The possibilities in social media are well-documented and immense. There are the primary functions of connecting and reconnecting. There are the resulting real-life actions and results—the lives saved and people reached through new communication mediums. More importantly, there are the new channels of information and discourse, or access to data, facts, and most often, opinions that add nuances to our own mindsets. There is, indeed, a lot to learn and discover through social media.
However, as much as social media has made more information accessible, the medium has also enabled the reinforcement of unfounded biases and distorted worldviews. As much as social media has become a tool to keep governments, social movements, and individuals intellectually accountable, it has also become a tool to build echo chambers—places where the only voices heard are those that affirm one’s own preconceived notions.
These echo chambers are built by the process of filtering, the most basic example of which we do every day: Following and unfollowing social media accounts. Duterte supporters purge their friend lists of those who accuse him of supporting death squads; extreme leftists ban those who reflect “capitalist” opinions. Even the average Atenean can be tempted to block out opinions deemed stupid and irrelevant.
In these cases, social media only serves to further dissuade these communities from interacting with each other. The information that they make available to themselves is already biased, and they become even more convinced of their views because they see so many others reflect them in various ways—anecdotes, infographics, and links to articles and studies.

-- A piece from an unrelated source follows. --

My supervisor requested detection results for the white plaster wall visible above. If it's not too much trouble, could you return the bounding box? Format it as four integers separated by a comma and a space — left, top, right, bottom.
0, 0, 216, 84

What social media provides us with, however, is an actual choice. In ages past, information was limited by either physical factors or restrictive controls, exposing a person to very few perspectives. The internet has given us a way around both, and that can translate into actual political change—proof of this is when the mostly online-organized Million People March pressured the government to abolish the Priority Development Assistance Fund in 2013.
The national elections will be held in this milieu of greater linkage and possibilities. Even now, social media platforms are rife with praise and punishment, with sentiment and savagery. It is easy to build echo chambers, to limit what we see and what will sway us. It is easy to personalize news feeds and timelines to only the opinions we agree with. It is easy to build walls of comfort and concord.
Yet, particularly in this age of greater access to discourse and information, to build echo chambers is to do a disservice to this reality of greater opportunity, of greater choice. The best way forward is to be open to other voices of reason—to be watchful that social media does not become another tool for building limited world views and close-minded perspectives.
Discourses on the elections are inescapably important. The decisions made from them have far-reaching, life-changing consequences. In creating our frames of mind and building our perspectives and opinions for these elections, a plurality of information and opinion—not mere echoes of solidly-held mindsets—is all the more necessary.